Le Conseil d’État se donne encore quelques jours pour arbitrer le bras de fer qui oppose la filière CBD au gouvernement français. Une filière qui réclame la suspension d’un arrêté qui, depuis le 31 décembre dernier, interdit la vente des fleurs et feuilles d’un chanvre CBD, reconnu comme étant non-psychotrope.
Si les choses restent en l’état, les 1800 boutiques qui ont fleuri en quelques mois sur le territoire français seront peut-être contraintes d’abaisser définitivement le rideau de fer.
Car la vente de fleurs et feuilles représente jusqu’à 70 % de leur chiffre d’affaires. D’où les recours engagés par la profession devant le conseil d’État qui a auditionné ce jour, les acteurs d’un dossier qui sera, par ailleurs, jugé sur le fond dans quelques mois.
Pointer les incohérences
"On a un arrêté entaché d'une incohérence fondamentale puisqu'il interdit la fleur et la feuille alors qu'il autorise la fleur pour qu'on fabrique des extraits de chanvre !" ont plaidé les avocats de la filière CBD devant le Conseil d'État.

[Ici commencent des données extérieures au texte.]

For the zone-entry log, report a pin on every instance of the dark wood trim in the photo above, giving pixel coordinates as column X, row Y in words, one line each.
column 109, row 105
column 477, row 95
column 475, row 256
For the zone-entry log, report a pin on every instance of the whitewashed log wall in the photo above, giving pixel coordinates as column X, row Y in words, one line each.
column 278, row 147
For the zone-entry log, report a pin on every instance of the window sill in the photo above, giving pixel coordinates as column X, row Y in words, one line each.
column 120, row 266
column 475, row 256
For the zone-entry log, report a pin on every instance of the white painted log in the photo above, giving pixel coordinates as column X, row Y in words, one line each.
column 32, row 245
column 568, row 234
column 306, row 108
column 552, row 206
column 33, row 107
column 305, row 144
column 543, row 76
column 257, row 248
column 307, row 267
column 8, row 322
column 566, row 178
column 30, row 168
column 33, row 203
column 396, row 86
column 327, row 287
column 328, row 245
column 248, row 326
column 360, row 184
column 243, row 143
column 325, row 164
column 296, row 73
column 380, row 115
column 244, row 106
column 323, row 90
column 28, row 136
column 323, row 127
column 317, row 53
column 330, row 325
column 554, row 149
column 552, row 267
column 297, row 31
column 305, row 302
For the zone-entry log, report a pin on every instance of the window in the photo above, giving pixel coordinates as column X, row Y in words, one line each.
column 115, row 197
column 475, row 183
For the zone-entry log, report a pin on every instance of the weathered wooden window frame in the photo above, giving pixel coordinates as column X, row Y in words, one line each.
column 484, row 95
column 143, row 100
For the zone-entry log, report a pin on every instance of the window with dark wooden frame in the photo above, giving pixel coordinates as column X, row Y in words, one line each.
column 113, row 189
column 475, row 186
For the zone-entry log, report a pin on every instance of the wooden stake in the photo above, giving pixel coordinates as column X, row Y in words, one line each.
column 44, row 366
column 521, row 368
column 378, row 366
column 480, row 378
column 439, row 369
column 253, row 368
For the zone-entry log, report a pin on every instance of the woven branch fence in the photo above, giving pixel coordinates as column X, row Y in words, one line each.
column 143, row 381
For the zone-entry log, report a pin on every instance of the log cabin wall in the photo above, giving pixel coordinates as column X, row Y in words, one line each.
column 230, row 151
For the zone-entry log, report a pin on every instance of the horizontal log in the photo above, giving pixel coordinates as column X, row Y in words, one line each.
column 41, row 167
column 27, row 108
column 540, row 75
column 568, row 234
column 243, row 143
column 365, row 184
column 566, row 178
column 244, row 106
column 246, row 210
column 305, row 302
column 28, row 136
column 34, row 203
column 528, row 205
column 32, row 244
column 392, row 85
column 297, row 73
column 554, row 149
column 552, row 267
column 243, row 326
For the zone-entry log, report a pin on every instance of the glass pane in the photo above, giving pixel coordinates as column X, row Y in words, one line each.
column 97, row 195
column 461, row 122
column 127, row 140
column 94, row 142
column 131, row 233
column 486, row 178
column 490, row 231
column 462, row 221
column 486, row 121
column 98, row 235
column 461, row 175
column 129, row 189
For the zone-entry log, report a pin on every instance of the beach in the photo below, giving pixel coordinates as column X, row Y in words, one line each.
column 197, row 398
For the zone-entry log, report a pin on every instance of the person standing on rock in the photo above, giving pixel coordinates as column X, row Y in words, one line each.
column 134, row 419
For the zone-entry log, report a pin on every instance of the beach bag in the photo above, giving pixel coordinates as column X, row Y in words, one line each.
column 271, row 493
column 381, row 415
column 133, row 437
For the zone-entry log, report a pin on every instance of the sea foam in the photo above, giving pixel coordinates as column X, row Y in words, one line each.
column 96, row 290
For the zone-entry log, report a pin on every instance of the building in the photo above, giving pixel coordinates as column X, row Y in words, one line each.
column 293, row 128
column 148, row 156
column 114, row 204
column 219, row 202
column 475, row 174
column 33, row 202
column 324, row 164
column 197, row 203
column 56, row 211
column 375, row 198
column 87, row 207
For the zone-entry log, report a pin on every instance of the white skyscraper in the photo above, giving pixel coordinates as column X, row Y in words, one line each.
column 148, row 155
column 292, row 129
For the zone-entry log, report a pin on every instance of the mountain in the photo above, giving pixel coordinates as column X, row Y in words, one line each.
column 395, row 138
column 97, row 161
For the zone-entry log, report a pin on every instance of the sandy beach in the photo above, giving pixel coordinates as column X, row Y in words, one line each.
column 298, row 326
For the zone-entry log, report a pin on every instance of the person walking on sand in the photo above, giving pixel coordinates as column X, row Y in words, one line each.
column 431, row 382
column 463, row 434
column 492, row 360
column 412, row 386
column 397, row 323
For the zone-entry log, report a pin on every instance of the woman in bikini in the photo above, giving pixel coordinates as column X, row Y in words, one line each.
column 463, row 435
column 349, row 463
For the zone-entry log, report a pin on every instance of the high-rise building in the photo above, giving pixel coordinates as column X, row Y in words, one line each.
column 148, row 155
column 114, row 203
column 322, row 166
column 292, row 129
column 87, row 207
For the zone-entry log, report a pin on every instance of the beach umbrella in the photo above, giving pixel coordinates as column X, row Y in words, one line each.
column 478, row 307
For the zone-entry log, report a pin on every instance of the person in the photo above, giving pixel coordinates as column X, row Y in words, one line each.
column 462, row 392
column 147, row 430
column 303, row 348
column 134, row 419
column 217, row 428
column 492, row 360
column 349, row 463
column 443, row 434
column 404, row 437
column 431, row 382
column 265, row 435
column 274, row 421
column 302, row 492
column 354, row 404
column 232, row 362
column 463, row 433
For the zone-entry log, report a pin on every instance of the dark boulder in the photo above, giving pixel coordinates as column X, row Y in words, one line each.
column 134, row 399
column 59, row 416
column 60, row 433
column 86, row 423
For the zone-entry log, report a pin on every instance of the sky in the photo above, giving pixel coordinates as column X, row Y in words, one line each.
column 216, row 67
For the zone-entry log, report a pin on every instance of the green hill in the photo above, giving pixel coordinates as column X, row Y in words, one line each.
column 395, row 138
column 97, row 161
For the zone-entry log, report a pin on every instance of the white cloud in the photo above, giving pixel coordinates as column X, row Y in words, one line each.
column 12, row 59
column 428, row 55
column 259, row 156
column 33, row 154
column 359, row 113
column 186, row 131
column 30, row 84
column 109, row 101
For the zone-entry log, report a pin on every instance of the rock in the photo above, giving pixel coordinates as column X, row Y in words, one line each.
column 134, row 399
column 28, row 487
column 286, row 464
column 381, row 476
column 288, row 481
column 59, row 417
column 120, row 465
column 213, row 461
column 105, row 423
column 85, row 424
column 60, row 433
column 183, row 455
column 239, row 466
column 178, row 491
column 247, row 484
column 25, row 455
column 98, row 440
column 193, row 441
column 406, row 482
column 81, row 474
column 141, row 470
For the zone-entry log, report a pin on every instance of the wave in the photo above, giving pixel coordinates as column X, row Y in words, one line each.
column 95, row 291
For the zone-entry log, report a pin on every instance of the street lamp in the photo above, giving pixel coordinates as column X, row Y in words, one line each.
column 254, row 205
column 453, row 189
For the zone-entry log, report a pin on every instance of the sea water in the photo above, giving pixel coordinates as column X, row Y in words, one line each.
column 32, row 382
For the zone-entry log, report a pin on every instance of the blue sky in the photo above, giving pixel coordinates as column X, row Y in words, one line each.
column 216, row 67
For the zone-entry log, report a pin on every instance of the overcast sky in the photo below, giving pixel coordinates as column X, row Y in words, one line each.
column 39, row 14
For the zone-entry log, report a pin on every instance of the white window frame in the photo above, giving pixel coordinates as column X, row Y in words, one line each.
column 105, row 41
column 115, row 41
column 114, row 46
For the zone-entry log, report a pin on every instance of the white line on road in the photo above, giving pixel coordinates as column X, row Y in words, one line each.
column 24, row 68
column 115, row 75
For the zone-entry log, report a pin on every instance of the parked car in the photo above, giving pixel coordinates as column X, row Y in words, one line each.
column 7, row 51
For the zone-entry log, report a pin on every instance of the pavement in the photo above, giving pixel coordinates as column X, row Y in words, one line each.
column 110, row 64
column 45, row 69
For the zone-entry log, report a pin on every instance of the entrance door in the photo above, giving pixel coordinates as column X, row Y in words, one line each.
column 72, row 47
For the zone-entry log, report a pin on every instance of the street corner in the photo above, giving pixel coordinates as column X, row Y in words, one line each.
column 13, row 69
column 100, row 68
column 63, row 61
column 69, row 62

Les avocats de la filière ont multiplié les attaques contre un texte qui se drape d’un argumentaire parfois fragile.
"Le gouvernement met en place un motif de santé publique. Ce qu'on est en train de vous dire c'est : "Le jus de pomme ça va, la pomme c'est stupéfiant" ont-ils ajouté.
La justice européenne comme ultime recours
Dans son échoppe de Pléneuf-Val-André, Guillaume Carton à la tête de neuf boutiques en Bretagne, se demande quelle sera l’issue de cette procédure. "Le droit européen est en notre faveur… si l’arrêté n’est pas suspendu, il faudra encore une fois poursuivre l’État devant la Cour européenne de justice… qui nous a déjà donné raison".
Un commerçant qui a connu par le passé l’épreuve des perquisitions et de la garde à vue pour avoir fait commerce de produits parfaitement légaux. "La stratégie est simple… le but c’est de décourager tous ceux qui ont ouvert des commerces ces derniers mois. Combien auront l’énergie de s’opposer, d’engager une procédure face à un État régulièrement condamné pour ces manquements à la réglementation communautaire".
Un marché convoité
"Le marché du CBD ne peut pas échapper plus longtemps au contrôle de l’État", commente cet autre revendeur, qui préfère conserver l’anonymat. "C’est une évidence, le CBD ne posera plus de problème de santé publique le jour où l’État pourra le taxer comme il le fait pour le tabac et l’alcool… et puis de grands laboratoires ont déjà annoncé leur ambition de développer le cannabis thérapeutique et sont prêts à investir massivement. Les petits indépendants que nous sommes sont sans doute appelés à disparaître".
Pas une drogue pour le Conseil constitutionnel
Le Conseil d’État se donne donc encore quelques jours pour rendre sa décision. Il y a quelques jours les sages du Conseil Constitutionnel n’avaient pas donné suite aux requêtes de la profession, mais avaient cependant considéré que le CBD ne pouvait pas être assimilé à une drogue. Un argument supplémentaire brandit ce matin avant la clôture des débats.